Wildlife Wednesday: Summer along the Merrimack River in Concord
"Why did you plant mulberries?" a few folks have recently asked, after seeing the freshly-planted Mulberry saplings at the Merrimack River Outdoor Education & Conservation Area.
Local teacher and nature photographer Ellen Kenny, along with seven students from Broken Ground Elementary School, a public school in Concord, joined Forest Society Senior Director of Education Dave Anderson and Reservation Stewardship & Engagement Director Carrie Deegan — with volunteer land steward Dave Heuss — planted a total of eight young Mulberry trees at the end of April on the floodplain.
Well, for one - they are an attractive native tree well-adapted to growing along river floodplains.

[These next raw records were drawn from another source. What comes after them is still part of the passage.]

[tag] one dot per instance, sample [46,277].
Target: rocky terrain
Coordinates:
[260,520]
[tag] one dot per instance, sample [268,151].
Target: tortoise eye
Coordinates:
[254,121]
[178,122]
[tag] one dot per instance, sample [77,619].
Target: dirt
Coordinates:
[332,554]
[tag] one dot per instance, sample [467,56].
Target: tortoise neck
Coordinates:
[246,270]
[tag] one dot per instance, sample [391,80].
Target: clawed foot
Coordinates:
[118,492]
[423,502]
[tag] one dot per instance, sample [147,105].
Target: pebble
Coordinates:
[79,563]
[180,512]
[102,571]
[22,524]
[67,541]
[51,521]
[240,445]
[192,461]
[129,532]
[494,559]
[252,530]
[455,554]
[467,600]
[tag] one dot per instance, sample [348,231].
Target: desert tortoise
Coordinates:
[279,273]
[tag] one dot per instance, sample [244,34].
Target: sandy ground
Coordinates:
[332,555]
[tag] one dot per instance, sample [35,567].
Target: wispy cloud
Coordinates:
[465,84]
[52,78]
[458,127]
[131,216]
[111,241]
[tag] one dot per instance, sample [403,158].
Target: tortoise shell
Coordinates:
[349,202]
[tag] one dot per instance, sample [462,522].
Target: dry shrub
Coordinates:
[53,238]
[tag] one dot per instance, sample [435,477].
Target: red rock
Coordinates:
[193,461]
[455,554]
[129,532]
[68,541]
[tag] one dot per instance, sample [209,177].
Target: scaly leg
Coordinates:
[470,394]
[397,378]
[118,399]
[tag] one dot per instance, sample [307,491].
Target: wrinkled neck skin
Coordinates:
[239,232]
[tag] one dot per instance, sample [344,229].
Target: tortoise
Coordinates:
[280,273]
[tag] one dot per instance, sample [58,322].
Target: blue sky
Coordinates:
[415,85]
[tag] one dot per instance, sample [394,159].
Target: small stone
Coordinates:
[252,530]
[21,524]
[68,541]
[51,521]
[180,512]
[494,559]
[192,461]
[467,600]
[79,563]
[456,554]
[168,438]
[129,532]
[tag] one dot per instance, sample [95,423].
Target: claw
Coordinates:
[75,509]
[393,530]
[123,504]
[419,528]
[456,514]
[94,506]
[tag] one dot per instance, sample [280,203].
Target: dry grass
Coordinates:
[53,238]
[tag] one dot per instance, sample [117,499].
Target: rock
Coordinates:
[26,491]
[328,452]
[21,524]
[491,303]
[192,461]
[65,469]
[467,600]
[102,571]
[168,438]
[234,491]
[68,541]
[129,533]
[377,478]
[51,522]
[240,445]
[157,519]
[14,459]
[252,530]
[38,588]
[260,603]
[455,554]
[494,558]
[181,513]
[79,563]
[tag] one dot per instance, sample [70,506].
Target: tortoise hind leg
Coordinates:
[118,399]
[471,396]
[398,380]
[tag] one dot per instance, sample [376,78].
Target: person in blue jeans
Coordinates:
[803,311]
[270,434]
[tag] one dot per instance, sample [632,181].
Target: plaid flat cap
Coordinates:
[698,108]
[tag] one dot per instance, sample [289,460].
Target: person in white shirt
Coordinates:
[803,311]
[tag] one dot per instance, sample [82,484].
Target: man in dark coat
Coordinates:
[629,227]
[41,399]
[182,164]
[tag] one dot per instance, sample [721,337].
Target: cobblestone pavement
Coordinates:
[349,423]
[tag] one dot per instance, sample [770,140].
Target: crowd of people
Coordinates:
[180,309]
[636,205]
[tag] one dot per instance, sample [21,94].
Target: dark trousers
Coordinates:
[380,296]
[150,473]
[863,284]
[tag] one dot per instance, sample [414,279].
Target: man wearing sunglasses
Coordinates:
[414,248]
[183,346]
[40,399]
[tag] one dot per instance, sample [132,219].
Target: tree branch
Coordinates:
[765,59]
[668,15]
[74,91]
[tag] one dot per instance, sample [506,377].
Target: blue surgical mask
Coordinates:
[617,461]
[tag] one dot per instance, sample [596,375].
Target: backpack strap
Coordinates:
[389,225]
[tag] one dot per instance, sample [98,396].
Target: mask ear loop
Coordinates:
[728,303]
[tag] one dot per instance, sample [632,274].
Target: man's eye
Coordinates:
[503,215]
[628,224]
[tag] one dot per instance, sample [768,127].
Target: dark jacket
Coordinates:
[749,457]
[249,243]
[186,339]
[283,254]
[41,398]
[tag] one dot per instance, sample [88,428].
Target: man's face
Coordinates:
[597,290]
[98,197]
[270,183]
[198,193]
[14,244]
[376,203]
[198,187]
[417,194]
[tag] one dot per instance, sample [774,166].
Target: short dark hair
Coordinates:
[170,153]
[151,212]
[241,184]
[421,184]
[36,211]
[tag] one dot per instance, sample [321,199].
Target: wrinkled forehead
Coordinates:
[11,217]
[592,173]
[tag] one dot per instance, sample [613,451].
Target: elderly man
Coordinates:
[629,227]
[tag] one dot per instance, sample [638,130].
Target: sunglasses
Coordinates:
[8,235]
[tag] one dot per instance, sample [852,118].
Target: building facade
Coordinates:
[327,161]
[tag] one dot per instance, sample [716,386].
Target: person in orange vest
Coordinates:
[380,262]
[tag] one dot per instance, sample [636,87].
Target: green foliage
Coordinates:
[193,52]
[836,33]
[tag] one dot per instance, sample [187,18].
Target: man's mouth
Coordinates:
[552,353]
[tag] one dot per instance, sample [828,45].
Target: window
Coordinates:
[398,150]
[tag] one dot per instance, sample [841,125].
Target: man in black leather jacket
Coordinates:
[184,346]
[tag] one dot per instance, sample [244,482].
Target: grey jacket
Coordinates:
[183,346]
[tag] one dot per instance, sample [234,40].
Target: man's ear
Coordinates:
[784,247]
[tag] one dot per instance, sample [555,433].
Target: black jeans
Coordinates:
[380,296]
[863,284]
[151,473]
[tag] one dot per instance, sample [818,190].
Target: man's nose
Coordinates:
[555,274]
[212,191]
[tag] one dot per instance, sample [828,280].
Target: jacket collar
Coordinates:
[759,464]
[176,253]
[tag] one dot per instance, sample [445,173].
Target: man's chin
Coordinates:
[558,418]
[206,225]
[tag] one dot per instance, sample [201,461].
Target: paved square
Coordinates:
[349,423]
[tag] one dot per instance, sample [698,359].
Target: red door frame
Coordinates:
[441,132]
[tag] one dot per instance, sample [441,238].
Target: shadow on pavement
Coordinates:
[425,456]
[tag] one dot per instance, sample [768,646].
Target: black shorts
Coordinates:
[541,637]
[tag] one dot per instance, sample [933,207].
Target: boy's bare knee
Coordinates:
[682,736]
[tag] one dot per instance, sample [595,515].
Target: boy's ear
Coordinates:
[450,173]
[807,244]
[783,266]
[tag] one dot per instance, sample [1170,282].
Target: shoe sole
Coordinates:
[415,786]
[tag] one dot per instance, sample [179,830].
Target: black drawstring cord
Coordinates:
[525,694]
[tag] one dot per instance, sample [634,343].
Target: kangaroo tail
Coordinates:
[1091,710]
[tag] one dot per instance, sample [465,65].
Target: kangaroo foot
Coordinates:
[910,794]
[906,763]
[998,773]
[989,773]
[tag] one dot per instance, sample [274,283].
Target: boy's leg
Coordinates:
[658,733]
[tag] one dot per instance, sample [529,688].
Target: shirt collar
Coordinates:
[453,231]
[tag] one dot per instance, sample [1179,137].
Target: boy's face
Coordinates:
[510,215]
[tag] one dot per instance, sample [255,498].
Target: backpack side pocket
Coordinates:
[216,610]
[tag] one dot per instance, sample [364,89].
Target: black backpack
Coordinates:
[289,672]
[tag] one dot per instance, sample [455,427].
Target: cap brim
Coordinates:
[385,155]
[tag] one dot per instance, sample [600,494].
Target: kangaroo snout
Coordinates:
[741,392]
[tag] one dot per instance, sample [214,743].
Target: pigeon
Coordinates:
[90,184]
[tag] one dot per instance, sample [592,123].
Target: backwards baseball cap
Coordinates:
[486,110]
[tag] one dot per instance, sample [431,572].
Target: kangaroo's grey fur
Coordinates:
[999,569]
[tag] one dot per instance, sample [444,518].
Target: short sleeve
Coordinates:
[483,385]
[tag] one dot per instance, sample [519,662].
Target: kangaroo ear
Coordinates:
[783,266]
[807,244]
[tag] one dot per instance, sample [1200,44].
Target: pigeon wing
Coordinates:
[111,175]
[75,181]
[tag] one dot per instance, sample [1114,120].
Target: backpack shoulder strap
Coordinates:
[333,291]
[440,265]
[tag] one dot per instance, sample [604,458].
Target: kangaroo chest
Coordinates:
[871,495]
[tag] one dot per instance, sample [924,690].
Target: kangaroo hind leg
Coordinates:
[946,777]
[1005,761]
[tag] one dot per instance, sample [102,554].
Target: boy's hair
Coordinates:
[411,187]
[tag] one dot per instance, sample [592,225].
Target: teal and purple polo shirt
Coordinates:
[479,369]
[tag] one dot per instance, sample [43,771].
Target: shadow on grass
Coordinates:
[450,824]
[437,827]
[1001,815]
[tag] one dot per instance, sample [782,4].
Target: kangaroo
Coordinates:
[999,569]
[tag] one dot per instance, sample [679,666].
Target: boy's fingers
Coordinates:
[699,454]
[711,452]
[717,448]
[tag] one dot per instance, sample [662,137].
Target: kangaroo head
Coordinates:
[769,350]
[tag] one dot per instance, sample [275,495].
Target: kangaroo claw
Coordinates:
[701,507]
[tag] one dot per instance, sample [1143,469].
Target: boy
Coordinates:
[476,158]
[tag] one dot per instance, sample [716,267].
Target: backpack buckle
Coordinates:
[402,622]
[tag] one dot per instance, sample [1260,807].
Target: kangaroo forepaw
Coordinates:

The last remaining mature mulberry clings tenaciously to the sandy bank of the Merrimack River at the Forest Society's floodplain property in Concord.
Second, in June, ripe fruits attract all manner of birds, squirrels, chipmunks and even foxes and bears.
Omnivores delight in the high carbohydrate diet of early summer fruits - strawberries, mulberries - will be succeeded by raspberries, blackberries, cherries and blueberries.
Carbohydrates from sugars contained in fruits fuel the high-energy demands of the nesting season activity for birds: chick rearing and foraging for fruits and insects requires more energy.
By late summmer and early autumn, the late-ripening fruits contain more lipids - fats - which help fuel long distance fall migration.
Birds and plants have co-evolved to mutually benefit: trading carbohydrates for seed distribution via fruits which birds consume and pass seeds to far-flung locations where they might germinate.
Red-bellied woodpeckers also eat fruits in addition to insects.